Nanopore protein sequencing produces long, noisy ionic current traces in which key molecular phases, such as protein capture and translocation, are embedded. Capture phases mark the successful entry of a protein into the pore and serve as both a checkpoint and a signal that a channel merits further analysis. However, manual identification of capture phases is time-intensive, often requiring several days for expert reviewers to annotate the data due to the need for domain-specific interpretation of complex signal patterns. To address this, a lightweight one-dimensional convolutional neural network (1D CNN) was developed and trained to detect capture phases in down-sampled signal windows.
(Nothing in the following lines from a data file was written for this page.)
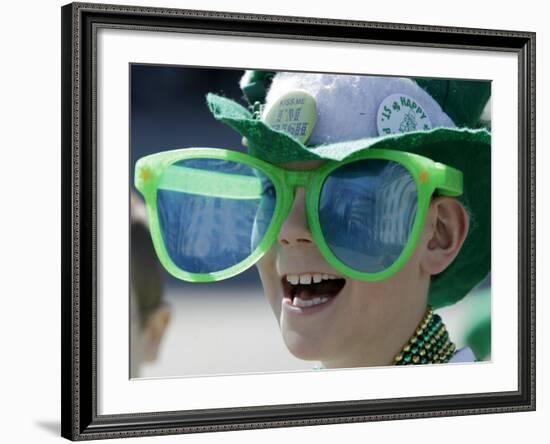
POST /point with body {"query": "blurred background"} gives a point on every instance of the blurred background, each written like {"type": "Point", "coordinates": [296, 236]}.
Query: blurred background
{"type": "Point", "coordinates": [186, 329]}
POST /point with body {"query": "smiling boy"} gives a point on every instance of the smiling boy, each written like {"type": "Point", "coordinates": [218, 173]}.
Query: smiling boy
{"type": "Point", "coordinates": [363, 201]}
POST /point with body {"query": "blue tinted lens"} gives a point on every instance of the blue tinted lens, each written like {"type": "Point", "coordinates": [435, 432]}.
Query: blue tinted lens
{"type": "Point", "coordinates": [211, 228]}
{"type": "Point", "coordinates": [367, 210]}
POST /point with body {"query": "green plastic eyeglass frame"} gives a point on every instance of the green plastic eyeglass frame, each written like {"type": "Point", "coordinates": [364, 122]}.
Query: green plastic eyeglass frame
{"type": "Point", "coordinates": [157, 171]}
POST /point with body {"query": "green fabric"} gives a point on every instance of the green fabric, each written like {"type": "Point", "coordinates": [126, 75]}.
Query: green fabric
{"type": "Point", "coordinates": [464, 149]}
{"type": "Point", "coordinates": [462, 100]}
Evaluated against CNN-LSTM (Long Short-Term Memory) hybrids, histogram-based classifiers, and other CNN variants using run-level data splits, our best model, CaptureNet-Deep, achieved an F1 score of 0.94 and precision of 93.39% on held-out test data. The model supports low-latency inference and is integrated into a dashboard for Oxford Nanopore experiments, reducing the total analysis time from several days to under thirty minutes. These results show that efficient, real-time capture detection is possible using simple, interpretable architectures and suggest a broader role for lightweight ML models in sequencing workflows.